Do that for too long, however, and rational actors start to look for ways to adjust to these imperfect market conditions. That is less because these newly alienated nations have an objection to the US and Israel being militarily powerful; Gulf states in particular have energetically wooed and flattered the US, and either tolerated or normalised relations with Israel. Pivots are being studied because, simply, Trump is unhinged, and Israel is out of control. People begin to pat their pockets, make some calls, try to figure out what capital they have (and they do have it) and how it can be pooled. There will be no shortage of nervous and like-minded others to join forces - because when you betray a close ally, everyone realises that no one is safe. It has been striking how the UAE, a signatory to the Abraham accords, has been uncharacteristically, loudly critical of Israel since the Qatar strike.
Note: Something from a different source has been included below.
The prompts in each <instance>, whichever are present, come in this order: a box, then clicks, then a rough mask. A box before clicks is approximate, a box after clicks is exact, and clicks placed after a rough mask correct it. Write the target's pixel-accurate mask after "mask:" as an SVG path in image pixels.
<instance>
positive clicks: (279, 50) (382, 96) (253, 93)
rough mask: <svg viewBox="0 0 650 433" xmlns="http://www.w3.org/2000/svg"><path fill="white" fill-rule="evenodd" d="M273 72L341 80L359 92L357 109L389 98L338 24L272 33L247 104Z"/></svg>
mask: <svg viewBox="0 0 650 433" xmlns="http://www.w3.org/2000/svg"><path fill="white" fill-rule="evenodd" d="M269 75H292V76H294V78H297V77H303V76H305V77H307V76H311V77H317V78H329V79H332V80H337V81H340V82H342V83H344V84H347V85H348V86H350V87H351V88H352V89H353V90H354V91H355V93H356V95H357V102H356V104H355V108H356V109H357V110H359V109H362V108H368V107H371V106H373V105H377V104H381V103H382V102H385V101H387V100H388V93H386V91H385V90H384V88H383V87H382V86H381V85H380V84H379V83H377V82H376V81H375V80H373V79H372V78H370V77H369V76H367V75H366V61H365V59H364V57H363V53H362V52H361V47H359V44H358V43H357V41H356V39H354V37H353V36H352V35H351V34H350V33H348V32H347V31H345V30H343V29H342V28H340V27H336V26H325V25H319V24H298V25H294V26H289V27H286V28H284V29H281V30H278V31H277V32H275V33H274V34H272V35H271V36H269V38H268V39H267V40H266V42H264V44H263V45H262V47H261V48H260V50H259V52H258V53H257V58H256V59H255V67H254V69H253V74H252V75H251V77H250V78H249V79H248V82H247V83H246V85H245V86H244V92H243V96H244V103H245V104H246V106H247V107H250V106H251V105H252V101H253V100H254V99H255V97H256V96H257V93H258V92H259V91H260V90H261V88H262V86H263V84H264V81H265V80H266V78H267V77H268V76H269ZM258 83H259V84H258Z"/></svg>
Already, the fate of those accords is being questioned. In Tianjin, China urged members of the Shanghai Cooperation Organisation to leverage their"mega-scale markets" to support trade and investment between each other, and announced a "global governance initiative", a clear bid to cast China and its allies as the underwriters of a new world order. In attendance at the summit were other countries such as Turkey and Egypt, who are also in the political and economic crosshairs of the Middle East crisis.
In this new phase of Trump's foreign policy, uneasiness about his unreliability is hardening into understanding that overexposure to the whims of his regime is straight-up dangerous, because there is no degree of investment in him that will bear fruit. A ruthless deal-maker is only worth engaging with when they observe one fundamental rule: once the deal is made, even if it is a bad one, it is abided by. Trump has violated that tenet. And when it comes to Israel, Trump no longer appears as someone who can be persuaded, flattered and wooed by Arab states. He simply does not have the attention span to prevent the conflict from sprawling in ways that are increasingly redrawing the physical and political map of the Middle East. He is a lazy and capricious emperor, sitting on the heap of a nation roiled by violence and crisis.
The global realignment is fledgling, slow and gnarly, and potentially unsettling and chaotic for those countries bound to the US through economic and military ties. The US is the largest consumer economy in the world, and its security umbrella and arms sales constitute a pillar of the stability of many states, particularly in the Arab world. But the choice now for many US allies is between handing their sovereignty over to Trump, or finding ways to shore it up by other means, while not making an enemy of the US president.
That the latter needs to happen carefully may create the impression that the tectonic plates are not shifting. The unprecedented alacrity with which states are literally embracing each other suggests otherwise. For the moment, Trump and Netanhayu may look at the summits and statements and see them as pointless demonstrations by the weak, but the power of their two nations is partly psychological. Indulging them was premised on the understanding that everyone was in it together to preserve a status quo, which meant allies wouldn't be bombed or their economies savaged. Once that spell is broken, all bets are off.